Credit-Based Insurance Scores
The vast majority of insurance companies consider drivers' credit scores when underwriting policies. Citing a figure from the Fair Isaac Corporation (FICO), the National Association of Insurance Commissioners (NAIC) estimates that as many as 95 percent of insurers use a credit-based insurance score in states that permit it. (Massachusetts, Hawaii and California have banned the practice.)
Several factors affect your credit-based insurance score. Your credit score is one of them. Improving your credit score will improve your insurance score, which will lead to lower car insurance premiums.
Your credit score is a number that represents how reliable your credit history is.
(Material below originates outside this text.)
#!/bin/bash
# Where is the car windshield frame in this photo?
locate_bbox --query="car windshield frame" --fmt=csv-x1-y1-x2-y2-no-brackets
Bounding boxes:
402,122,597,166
Investopedia lists five factors that directly affect the number:
- payment history
- amounts owed
- length of credit history
- new credit
- types of credit
Of these, your payment history and amounts owed have the greatest impact on your credit score. Combined, they account for 65 percent of your score.
Paying off your credit cards' balances will significantly improve both your payment history and amounts owed.
When looking at your payments history, creditors want to see that you pay your bills on time. Each time you are late on a credit card payment counts as a strike against you. If you are not currently paying at least the minimum amount due on each card, you are not just racking up late fees. Your failure to pay on time is also being reported and affecting your credit score. Even if you cannot pay off an entire credit card, beginning to pay the monthly minimum will have a positive effect on your score.
Amounts owed is a ratio of your current debt levels to your available credit. Only using a small percentage of your available financing is better than maxing out all your available lines of credit.
Paying down credit card balances is one of the quickest ways to improve your amounts owed. As an example, assume you have a $100,000 mortgage and a balance of $10,000 on a credit card. You also have $1,000 to pay off debt with. Putting that money toward your mortgage will only improve its debt-to-credit ratio by 1 percent. Paying off $1,000 of your credit card, in contrast, will improve your card's amounts owed ratio by 10 percent. Ultimately, it is best to pay both down, but starting with the credit card will more quickly impact on your credit score.
Car Insurance Premiums
When you pay down your credit cards and improve your credit score, car insurance companies will consider you a safer driver. They will reward you with lower premiums. While a reduction in your auto insurance premiums may seem small compared to how much you will save in credit card interest, every little saving helps. If improving your financial health will earn you better auto insurance premiums, you might as well take advantage.
Why not start today? Begin paying off your credit cards little by little with any extra cash you have. After a couple of months, compare quotes on new car insurance policies and see if you qualify for lower premiums than you currently have.